We’re here to help you make your business spending more intelligent, connected, and strategic. Stay up to date and on track with recent insights from business strategy experts and fintech thought leaders.
Frederic Kerrest for Fast Company | @FastCompany
Are you sure you need to raise more capital? Outside investment can help, but sometimes saying “no” to more money is exactly what your business needs to grow.
“Raising capital can build the foundation for a sustainable, long-term business, but sometimes building a cash flow business or raising a small amount of money with the goal of selling is the best course of action for the company.”
Corinne Purtill for Quartz | @qz
Berkshire-Hathaway’s absence of a company-wide quarterly target isn’t just for the sake of simplicity. It’s also a way to reinforce the company’s emphasis on ethics.
“What starts as an ‘innocent’ fudge in order to not disappoint ‘the Street’—say, trade-loading at quarter-end, turning a blind eye to rising insurance losses, or drawing down a ‘cookie-jar’ reserve—can become the first step toward full-fledged fraud.”
PYMNTS | @pymnts
Accounts payable departments often reach a certain level of performance and then get stuck there. But by embracing technology and looking at how it can create efficiency and growth within the business, stagnation can be prevented.
“The bigger goal is 100 percent straight-through processing — optimizing actions that would have once happened through a manual process that will now flow through electronically, without any manual work required.”

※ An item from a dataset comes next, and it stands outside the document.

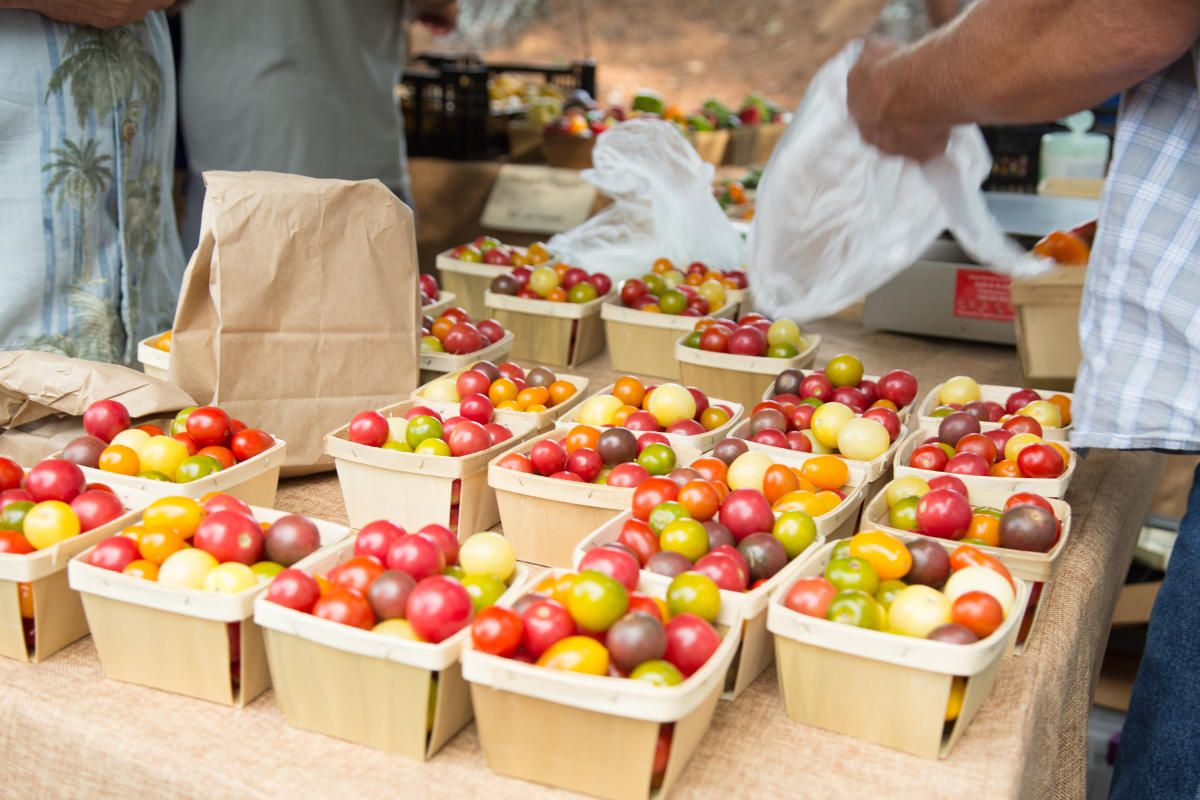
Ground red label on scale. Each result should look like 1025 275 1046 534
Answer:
954 270 1015 323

Jamie Lauren Keiles for The New York Times | @nytimes
Snacks in the office kitchen are more than a budget line item; they’ve become the “water cooler” of 21st-century workplaces and a barometer of culture. But will new tax rules impact what snacks companies offer?

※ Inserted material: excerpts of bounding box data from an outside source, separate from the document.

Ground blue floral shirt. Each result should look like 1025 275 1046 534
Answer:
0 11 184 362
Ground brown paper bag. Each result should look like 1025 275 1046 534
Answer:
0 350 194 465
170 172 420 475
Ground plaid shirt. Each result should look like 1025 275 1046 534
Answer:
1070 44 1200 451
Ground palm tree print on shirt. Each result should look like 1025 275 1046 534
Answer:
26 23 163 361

“Free snacks belong to a third category of cheap and infrequent perks called de minimis fringe benefits. The I.R.S. doesn’t tax these because, well, it’s tedious to determine their value.”
Josephine McCann for Payments Source | @payments_source
From wasteful spending and duplicate expenses to questionable charges, out-of-policy spending can be costly to a business’s bottom line (not to mention its culture and reputation, if fraud gets out of hand). How can resource-strapped teams stay on top of reviewing expenses?
“Financial teams often resort to randomly sampling 10 percent of submitted expense reports and hope for the best.”
Ian Fraser for Raconteur | @raconteur
Does the future of money mean the end of cash? And if the world goes cashless, what does it mean for banks, businesses, and individuals?
“In a cashless society, money will come with more of a purpose attached. Using so-called smart contracts, these focused currencies will ensure payments are only released if they are being made to a vetted and accredited supplier.”